2015 GSA Annual Meeting in Baltimore, Maryland, USA (1-4 November 2015)

Paper No. 156-5
Presentation Time: 2:35 PM


VAN BOENING, Angela, Department of Geology and Geophysics, Texas A&M University, College Station, TX 77840 and RIGGS, Eric M., College of Geosciences, Texas A&M University, Room 202, Eller O&M Building, MS 3148 TAMU, College Station, TX 77843, AMVPN6@tamu.edu

Students are commonly observed using gestures in field settings as they explain and work through geologic problems. Studies have documented intentional use of gesture when describing and thinking through problems in stratigraphy and structural geology. What remains to be described is the full range and taxonomy of gestures used broadly in field settings and what information is trying to be communicated by their use and their role in geological reasoning. This study focuses on identifying the types of gestures that are commonly used by students in the field. 125 students participated in this study throughout three summer field camps. Students were recorded in the field as they worked through various assignments common to most geologic field camps, specifically projects in stratigraphy, sedimentology, geologic mapping and structural analysis.
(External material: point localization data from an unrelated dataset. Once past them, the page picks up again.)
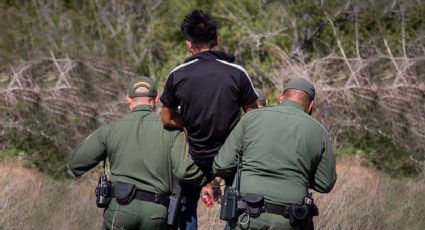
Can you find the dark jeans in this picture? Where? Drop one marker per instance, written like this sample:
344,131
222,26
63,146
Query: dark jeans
188,217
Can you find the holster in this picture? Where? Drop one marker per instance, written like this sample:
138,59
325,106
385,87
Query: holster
228,204
254,204
124,193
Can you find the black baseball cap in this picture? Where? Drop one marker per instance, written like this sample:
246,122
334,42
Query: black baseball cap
301,84
144,82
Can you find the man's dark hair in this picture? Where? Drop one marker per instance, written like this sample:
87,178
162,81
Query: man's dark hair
200,28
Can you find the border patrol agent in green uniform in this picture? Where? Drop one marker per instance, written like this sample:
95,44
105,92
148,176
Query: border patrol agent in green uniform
141,153
284,152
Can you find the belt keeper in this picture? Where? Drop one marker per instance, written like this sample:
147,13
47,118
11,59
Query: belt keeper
156,198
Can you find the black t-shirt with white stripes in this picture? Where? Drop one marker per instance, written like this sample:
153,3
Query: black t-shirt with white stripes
210,91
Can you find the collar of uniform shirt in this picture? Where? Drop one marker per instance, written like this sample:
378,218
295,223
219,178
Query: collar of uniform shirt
292,104
143,108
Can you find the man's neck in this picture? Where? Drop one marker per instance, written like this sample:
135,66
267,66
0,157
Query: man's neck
196,51
134,105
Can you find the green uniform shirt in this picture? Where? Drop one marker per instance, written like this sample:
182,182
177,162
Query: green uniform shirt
140,152
284,151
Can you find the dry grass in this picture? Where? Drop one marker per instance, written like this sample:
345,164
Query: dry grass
362,199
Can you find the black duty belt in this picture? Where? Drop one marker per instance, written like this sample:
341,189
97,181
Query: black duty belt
150,197
282,210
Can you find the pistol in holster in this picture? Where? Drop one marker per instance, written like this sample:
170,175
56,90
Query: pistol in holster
103,192
175,203
301,215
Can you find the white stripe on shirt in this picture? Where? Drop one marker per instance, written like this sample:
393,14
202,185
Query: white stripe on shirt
183,65
240,68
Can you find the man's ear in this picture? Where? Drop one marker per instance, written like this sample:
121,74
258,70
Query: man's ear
217,41
310,107
188,44
129,101
282,98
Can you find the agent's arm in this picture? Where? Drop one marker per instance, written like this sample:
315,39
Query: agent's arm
325,176
226,160
169,116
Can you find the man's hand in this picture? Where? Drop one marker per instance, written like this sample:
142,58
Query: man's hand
212,189
170,118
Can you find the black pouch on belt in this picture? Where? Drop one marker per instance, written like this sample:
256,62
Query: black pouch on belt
297,214
124,193
254,204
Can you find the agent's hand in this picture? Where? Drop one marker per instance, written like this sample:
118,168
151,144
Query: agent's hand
215,186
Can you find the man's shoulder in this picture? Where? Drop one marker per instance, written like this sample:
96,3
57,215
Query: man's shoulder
183,66
303,117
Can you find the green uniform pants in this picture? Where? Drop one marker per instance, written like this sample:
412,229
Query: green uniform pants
264,221
135,215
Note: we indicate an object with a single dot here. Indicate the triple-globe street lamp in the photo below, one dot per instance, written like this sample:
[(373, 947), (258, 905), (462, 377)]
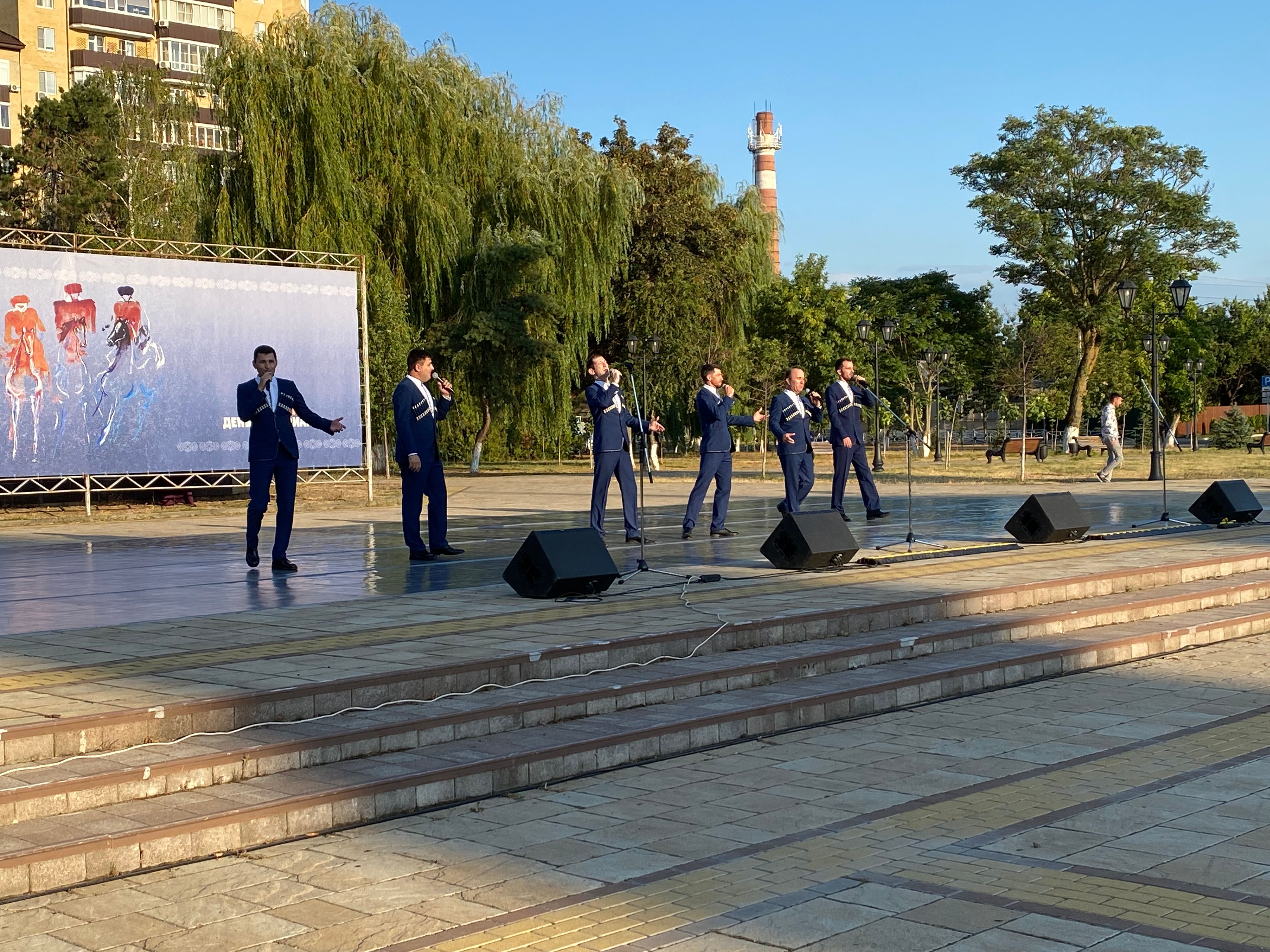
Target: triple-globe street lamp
[(935, 364), (1156, 344), (888, 329)]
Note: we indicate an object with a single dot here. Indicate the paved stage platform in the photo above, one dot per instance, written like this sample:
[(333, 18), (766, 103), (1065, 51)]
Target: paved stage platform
[(670, 805)]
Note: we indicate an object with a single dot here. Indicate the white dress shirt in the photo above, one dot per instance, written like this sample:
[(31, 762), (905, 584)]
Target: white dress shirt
[(1110, 431), (618, 400), (427, 394), (271, 393)]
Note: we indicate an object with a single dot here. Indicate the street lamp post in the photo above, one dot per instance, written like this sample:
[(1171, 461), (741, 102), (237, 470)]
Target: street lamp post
[(1158, 346), (936, 361), (888, 332), (1193, 370)]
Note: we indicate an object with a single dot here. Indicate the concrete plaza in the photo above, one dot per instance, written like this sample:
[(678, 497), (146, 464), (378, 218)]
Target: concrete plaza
[(1124, 807)]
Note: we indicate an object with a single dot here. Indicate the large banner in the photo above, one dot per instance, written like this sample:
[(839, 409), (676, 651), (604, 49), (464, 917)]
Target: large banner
[(116, 365)]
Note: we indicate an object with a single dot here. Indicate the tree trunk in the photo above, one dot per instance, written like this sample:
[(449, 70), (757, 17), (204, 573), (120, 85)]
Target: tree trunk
[(482, 434), (1023, 449), (1090, 344)]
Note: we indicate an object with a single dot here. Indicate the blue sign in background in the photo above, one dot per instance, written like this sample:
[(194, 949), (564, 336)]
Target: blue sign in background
[(102, 381)]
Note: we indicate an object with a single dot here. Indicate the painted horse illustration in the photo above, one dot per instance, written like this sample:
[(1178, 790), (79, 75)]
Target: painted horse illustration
[(27, 372)]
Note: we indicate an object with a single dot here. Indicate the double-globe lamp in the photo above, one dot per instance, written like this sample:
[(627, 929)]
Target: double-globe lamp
[(888, 329)]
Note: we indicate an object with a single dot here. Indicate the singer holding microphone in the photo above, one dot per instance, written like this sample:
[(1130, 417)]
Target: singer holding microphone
[(416, 414), (845, 399), (611, 423)]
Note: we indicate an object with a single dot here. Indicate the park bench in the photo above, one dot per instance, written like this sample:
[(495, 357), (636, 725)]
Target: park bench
[(1036, 447), (1088, 444)]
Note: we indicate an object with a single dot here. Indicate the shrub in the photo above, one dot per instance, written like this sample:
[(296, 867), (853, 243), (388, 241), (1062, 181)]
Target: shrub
[(1231, 431)]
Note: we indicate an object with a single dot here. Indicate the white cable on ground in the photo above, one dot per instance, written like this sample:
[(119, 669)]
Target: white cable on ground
[(684, 597)]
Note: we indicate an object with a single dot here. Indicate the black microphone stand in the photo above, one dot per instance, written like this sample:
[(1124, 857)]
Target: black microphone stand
[(1164, 470), (646, 468), (910, 436)]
Unscripted dialogue was captured along with candid gestures in order to observe “naturally occurring”, spontaneous gestures. We are systematically cataloging these gestures and also correlating the co-occurring language being used in order to develop a more complete understanding of the meaning behind each gesture and the context and purpose for their use. The gestures of interest include both static and dynamic variations of “pointing”, “flat-hand”, “framing” and “domain” gestures. In nearly every interaction with a student, they use some form of these gestures when explaining, interpreting or questioning what they are seeing, though it is not yet clear if a particular type of gesture is used more frequently in a given situation. What is clear is that students will utilize rock outcrops and their field surroundings in conjunction with gestures as they communicate their ideas. This is in contrast to observations of students communicating similar geologic concepts without access to in-situ geologic features. This setting favors verbal constructions of concepts with the full suite of metamorphic gestures, consistent with observations from other studies. These results suggest that gesture use is dependent on contextual supports for reasoning and also lends support to ideas developed in related studies that the classic classification of gesture as deictic, iconic or metaphoric may be too basic to capture the range and purpose of gesture use in geological reasoning in the field.